Dari sini dapat dipahami, bahwa pencari
ilmu yang berhasil adalah seseorang yang mau "membayar" lebih, siap
bekerja keras dan memiliki etos ilmiah yang tinggi.
Mentalitas
Seorang Pencari Ilmu (Pembaca)
Agar proses mencari ilmu berjalan
efektif sekaligus menampilkan aura Islami, seseorang dituntut memiliki beberapa
mentalitas berikut ini:
Pertama, Prinsip "Atas Nama Allah"
perjalanan meniti keilmuan, hal pertama dan utama yang harus diperhatikan
adalah kata (باسم ربك). Pemakaian huruf ba' pada kata
tersebut memiliki banyak implikasi, antara lain: Huruf ba' bermakna
"melekat" (إِلْصَاقْ). Konsekuensinya dalam proses mencari ilmu
(belajar-mengajar) adalah seseorang harus memegang teguh prinsip "atas
nama Allah"; wujudnya berupa sikap taqwa, sehingga ketaqwaan (melaksanakan
perintah Allah dan menjauhi larangan-Nya) harus selalu mengiringinya, baik pada
pra, proses maupun pasca kegiatan mencari ilmu.

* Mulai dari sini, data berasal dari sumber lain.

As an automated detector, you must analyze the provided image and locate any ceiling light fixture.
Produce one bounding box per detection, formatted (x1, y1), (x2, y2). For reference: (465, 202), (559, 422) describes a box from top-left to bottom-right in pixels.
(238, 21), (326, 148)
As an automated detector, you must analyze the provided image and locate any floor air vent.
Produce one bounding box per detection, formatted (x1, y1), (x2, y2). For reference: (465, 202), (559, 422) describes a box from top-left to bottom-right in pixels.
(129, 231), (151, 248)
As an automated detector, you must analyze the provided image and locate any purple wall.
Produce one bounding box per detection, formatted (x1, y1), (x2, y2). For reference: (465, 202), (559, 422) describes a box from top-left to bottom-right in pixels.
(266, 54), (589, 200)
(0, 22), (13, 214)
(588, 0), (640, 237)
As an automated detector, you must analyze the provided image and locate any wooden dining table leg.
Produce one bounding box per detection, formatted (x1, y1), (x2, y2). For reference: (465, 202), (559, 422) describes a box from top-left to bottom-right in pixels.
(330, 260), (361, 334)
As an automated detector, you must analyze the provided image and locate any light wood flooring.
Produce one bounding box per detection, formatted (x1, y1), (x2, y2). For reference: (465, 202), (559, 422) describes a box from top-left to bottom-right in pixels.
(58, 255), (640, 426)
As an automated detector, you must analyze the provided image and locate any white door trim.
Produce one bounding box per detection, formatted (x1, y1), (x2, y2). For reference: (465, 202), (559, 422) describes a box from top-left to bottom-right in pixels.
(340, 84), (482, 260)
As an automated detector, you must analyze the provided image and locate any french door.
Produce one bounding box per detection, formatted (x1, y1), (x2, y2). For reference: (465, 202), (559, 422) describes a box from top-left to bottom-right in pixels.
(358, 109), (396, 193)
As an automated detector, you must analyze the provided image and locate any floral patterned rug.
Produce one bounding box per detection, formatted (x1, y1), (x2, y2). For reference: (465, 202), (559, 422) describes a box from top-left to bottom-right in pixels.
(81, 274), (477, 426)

Kedua, Gemar Berdoa Kepada Allah SWT
Makna
huruf ba' yang kedua adalah "meminta tolong" (الإسْتِعَانَة), konsekuensinya adalah seorang pencari
ilmu harus rajin berdoa kepada Allah SWT.
Apalagi doa merupakan visi atau cita-cita ideal yang dapat berfungsi sebagai
stimulus sekaligus motivator bagi seseorang untuk mencapai keberhasilan ilmiah
yang setinggi-tingginya.
Ketiga, Sabar (Gigih dan Tabah)
Dari
sisi I'jaz Rasm Utsmani: Kata bismi-rabbika menggunakan alif, sedangkan pada
kata bismillah justru tidak memakai alif, padahal
sama-sama ba' bertemu dengan kata ism.
Salah satu hikmahnya
adalah, dalam kaitannya dengan ibadah kepada Allah SWT, seyogianya dilakukan sesegera mungkin
(disimbolkan penghilangan huruf alif), akan tetapi dalam proses
pendidikan, seharusnya dilakukan secara sabar dan istiqamah, mengingat waktu
yang dibutuhkan memang relatif
lama (disimbolkan dengan penetapan huruf alif).
Keempat, Optimis
Dalam
mencari ilmu, seseorang seyogyanya bersikap optimis, karena ayat (1 dan 3) di atas memakai redaksi (ربك) yang sering ditafsiri dengan "Tuhan
Yang Maha Mendidik".
Di sinilah pentingnya perasaan optimis sekaligus positif
thinking (baik sangka; husnuzhan) bagi seorang pencari ilmu, bahwa suatu saat dia akan memahami ilmu
yang ia tekuni, karena yang akan memberinya pemahaman adalah Allah SWT, Tuhan Yang Maha Mendidik. Apalagi pada
ayat 3 diiringi dengan redaksi (الأَكْرَمْ).
Kata
(الأكْرَم) ini identik dengan dermawan. Pemahaman
sederhananya, jika Allah SWT memiliki
ilmu yang begitu luas, sehingga diibaratkan sekiranya lautan
menjadi tinta untuk (menulis) kalimat-kalimat Tuhanku, sungguh habislah lautan
itu sebelum habis (ditulis) kalimat-kalimat Tuhanku, meskipun Kami datangkan
tambahan sebanyak itu (pula) (Q.S. al-Kahfi [18]: 109), masa' sih Allah
SWT tidak berkenan memberikan sedikit saja
ilmu-Nya kepada seseorang yang rajin mencari ilmu (membaca)?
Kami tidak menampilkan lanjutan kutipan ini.